Frustrated by Transmats' low output, Jay recorded for kevin Saundersons'
KMS and the Burden Brothers' 430 West, before a combination of hard times
and family commitments led to a return to his home town of Kalamazoo in
1992, for what he himself describes as a period of self retirement from
the business.
But thats only half the story. Back in Kalamazoo, Jay continued to quietly
developed his sound, working with local producers and dj's, and amassing
a stack of tracks, despite the fact that he had no-one to release them.
Late in 1994 jay took the plunge himself and started his own label, Black
Nation, beginning with the "Birth of a Nation" EP (also the title of an
infamous early 20th Century Ku Klux Klan propaganda movie, fact fans)
whjich features tracks by himself and friends like Fanon Flowers, Tony
Ollie, Brett Dance and Chance McDermott and a philospohy to produce "funky,
rhythmic, driving underground grooves for the funk conscious record buyer".

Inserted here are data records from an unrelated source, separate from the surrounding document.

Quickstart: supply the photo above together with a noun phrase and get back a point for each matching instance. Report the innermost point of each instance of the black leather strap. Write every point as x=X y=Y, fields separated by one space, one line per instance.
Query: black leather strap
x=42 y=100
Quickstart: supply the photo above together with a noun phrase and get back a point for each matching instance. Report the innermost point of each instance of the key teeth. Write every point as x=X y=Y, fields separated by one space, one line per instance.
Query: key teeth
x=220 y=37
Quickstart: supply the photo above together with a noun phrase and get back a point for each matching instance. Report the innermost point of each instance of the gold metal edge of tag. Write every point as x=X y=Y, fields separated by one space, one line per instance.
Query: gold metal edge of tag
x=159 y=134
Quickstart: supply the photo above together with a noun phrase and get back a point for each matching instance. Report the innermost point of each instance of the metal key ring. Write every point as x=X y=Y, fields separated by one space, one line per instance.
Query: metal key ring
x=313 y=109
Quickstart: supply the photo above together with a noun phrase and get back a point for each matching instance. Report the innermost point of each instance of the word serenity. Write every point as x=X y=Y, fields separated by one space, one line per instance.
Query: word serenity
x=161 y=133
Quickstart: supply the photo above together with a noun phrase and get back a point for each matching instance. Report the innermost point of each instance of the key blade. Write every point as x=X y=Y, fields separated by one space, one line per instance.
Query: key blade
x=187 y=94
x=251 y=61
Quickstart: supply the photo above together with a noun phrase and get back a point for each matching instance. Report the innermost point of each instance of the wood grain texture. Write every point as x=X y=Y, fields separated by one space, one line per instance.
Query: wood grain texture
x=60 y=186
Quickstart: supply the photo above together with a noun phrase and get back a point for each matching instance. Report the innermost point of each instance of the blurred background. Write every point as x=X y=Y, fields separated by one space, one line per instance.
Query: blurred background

Black Nation Records has gone on to become one of the best and most consistent
underground labels around.
It would have been all too easy for Jay Denham to have sunk without trace,
just like many of the early chicago producers he was inspired by. Or to
have fallen into the rut of churning out endless formula Detroit tackle,
which it might be argued that many of the Motor Citys' original musicians
are guilty of. But he didn't. Jay Denham is back with a new attitude and
some of the freshest, fiercest grooves around.